The Westminster government last month published an “interim response” to the review of post-18 education in England led by Philip Augar, saying that the “final conclusion” to the review will come at the next Comprehensive Spending Review.

The government will consider changes to student loan repayments and the introduction of student number controls using an entry tariff threshold in a consultation in spring, it said.

If the spending review were to happen in autumn 2021, the review will have dragged on for four years since it was first heralded by then prime minister Theresa May in October 2017.

Ms May set up the review in response to the perceived popularity of Labour’s 2017 election pledge to abolish tuition fees, but it subsequently took on a wider aim to “rebalance” away from higher education to further education. The review’s headline recommendation on higher education – to lower fees from £9,250 to £7,500 – was not mentioned in the interim government response.

Lord Johnson of Marylebone, who was universities minister when Ms May set out on the review process, said: “It was commissioned with a short-term political objective, to deliver the headline, ‘Theresa May slashes fees to £7,500 or £6,500’.”

But it was “quickly realised” that was a “regressive policy” with benefits only for high earners who would pay off loans in full, and would “destabilise university finances”, he added.

“It was a really dumb policy and it was appalling politics,” Lord Johnson continued, because the Conservatives “couldn’t compete politically with free [tuition] by lopping £1,750 off it”.

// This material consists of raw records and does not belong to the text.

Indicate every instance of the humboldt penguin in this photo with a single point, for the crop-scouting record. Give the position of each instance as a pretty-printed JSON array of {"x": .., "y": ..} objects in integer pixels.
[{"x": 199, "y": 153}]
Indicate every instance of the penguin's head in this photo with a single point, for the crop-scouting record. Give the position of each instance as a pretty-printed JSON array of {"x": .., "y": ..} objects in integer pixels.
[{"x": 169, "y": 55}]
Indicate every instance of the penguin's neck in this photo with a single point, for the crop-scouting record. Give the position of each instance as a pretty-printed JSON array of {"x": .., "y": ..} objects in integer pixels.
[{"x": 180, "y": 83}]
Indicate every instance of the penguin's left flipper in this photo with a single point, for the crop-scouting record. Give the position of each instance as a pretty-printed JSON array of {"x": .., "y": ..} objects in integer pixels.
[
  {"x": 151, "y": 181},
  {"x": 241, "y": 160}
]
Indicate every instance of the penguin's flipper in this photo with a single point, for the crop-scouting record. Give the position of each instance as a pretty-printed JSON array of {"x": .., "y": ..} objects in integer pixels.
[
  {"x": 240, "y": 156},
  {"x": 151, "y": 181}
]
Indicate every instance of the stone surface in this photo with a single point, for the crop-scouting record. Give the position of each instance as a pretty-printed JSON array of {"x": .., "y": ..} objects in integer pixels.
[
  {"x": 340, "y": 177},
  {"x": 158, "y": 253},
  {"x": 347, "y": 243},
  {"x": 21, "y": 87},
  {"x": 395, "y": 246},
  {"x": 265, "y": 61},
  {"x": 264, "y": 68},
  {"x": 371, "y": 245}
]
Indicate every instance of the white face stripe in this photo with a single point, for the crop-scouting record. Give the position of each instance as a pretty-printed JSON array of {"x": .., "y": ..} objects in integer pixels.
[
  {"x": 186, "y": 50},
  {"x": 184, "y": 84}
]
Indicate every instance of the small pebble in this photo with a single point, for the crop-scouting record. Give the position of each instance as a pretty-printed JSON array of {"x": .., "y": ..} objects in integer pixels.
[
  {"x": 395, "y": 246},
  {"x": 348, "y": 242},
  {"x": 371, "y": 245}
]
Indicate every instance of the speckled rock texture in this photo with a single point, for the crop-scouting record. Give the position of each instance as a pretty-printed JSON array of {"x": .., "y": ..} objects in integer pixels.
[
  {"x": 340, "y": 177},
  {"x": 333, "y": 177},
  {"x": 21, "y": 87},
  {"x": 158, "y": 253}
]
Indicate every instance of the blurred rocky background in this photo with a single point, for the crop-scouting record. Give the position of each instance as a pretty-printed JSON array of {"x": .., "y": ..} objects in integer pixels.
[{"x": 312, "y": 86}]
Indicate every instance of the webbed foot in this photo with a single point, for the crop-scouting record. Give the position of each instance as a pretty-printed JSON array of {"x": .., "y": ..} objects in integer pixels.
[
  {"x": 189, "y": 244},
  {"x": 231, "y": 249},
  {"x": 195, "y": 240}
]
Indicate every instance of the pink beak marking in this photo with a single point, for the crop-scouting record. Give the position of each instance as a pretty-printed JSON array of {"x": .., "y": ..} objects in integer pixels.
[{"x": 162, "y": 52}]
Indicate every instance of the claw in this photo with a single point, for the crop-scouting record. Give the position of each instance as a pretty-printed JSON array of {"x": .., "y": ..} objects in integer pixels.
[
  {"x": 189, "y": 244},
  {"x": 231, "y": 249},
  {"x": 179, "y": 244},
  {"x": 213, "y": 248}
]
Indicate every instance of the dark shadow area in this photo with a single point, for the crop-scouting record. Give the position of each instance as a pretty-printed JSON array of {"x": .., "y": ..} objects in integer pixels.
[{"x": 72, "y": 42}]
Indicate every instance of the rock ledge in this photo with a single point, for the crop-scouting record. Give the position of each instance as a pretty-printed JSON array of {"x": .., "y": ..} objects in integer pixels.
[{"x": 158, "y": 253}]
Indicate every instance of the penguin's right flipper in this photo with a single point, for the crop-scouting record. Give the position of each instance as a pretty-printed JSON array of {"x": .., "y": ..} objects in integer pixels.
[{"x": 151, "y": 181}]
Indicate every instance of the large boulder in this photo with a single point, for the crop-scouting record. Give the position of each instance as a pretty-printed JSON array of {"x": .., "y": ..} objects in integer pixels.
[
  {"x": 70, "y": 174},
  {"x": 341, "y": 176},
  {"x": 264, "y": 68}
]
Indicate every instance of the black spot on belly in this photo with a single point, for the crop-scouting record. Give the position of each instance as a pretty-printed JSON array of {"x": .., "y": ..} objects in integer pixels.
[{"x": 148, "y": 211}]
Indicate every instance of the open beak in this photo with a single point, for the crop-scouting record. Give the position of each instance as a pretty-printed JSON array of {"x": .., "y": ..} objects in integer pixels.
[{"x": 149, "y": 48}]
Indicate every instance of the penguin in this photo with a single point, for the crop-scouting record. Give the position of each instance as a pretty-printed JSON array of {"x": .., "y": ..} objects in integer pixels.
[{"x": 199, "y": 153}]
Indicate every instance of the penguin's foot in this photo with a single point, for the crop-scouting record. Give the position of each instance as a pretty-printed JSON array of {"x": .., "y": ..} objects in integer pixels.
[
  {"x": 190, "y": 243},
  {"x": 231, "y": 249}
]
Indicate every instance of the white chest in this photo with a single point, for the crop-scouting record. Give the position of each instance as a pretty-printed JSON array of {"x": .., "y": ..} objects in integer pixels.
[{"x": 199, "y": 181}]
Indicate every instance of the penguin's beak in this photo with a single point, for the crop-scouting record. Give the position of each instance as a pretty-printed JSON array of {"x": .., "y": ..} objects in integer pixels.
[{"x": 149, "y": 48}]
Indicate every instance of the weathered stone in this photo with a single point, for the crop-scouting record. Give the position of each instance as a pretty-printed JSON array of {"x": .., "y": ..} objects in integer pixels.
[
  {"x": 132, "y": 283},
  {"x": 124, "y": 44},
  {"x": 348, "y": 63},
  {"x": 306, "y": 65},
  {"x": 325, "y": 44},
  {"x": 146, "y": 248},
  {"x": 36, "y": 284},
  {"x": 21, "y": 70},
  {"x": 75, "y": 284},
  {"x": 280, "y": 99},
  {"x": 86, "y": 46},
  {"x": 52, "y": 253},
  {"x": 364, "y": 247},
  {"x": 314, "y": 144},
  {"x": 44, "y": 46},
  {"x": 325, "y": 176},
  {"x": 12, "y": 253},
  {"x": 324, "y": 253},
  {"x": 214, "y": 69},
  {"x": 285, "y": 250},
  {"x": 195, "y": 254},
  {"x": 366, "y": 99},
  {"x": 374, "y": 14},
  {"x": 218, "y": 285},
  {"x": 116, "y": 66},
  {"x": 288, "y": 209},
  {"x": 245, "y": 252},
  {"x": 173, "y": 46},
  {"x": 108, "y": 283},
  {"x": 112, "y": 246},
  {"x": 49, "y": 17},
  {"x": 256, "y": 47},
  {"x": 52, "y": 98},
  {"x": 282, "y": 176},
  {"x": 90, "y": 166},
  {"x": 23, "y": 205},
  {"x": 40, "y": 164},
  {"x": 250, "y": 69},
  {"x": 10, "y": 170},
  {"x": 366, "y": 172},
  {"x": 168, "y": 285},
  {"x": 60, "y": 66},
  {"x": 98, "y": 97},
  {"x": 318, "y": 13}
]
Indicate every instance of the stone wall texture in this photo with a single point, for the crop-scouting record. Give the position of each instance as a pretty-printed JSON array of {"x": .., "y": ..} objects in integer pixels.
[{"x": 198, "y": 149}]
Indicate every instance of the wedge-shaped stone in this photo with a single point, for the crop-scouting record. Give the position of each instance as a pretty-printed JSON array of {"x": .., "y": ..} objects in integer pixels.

Jonathan Simons, head of the education practice at policy consultancy firm Public First, said that the review highlighted “a weakness of policymaking generally – you need to have acknowledgement of a problem, strong political leadership, alignment of key departments, [and] enough political capital to push” on a policy.

The “absence” of these factors in the Augar process was why “we may not see Augar implemented even at this CSR, is my guess”, he added.

Andy Westwood, professor of government practice at the University of Manchester, said that the Augar response and more pressingly the skills White Paper published alongside it missed key links “to employment, industrial strategy, R&D and so on, and Augar wasn’t really asked to look at them”. That was “a deficiency in the brief he was set at the time”, Professor Westwood added.

As the government moves towards the spending review it must resolve the “tension” between its hostility to universities driven by concerns about “low value” courses or free speech, and its commitment to “level up” in the UK regions.

Ultimately, Boris Johnson “can’t have it both ways” and “if you limit [student] numbers and cut fees/income to Teesside University then you are taking money out of the regional economy as well as life chances and undermining one of the few institutional assets you’ve got” in the regions, Professor Westwood continued.

But Lord Johnson said that “sensible” Augar recommendations beyond fees mean that its “longer-term contribution is, I think, going to be quite significant”.

It could contribute, he added, to the advent of “a more flexible system of tertiary education, with more movement between FE and HE, with more modular funding that enables people to store up credit, move [credit] from one institution to another and dip in and out of education over the course of their working lives”.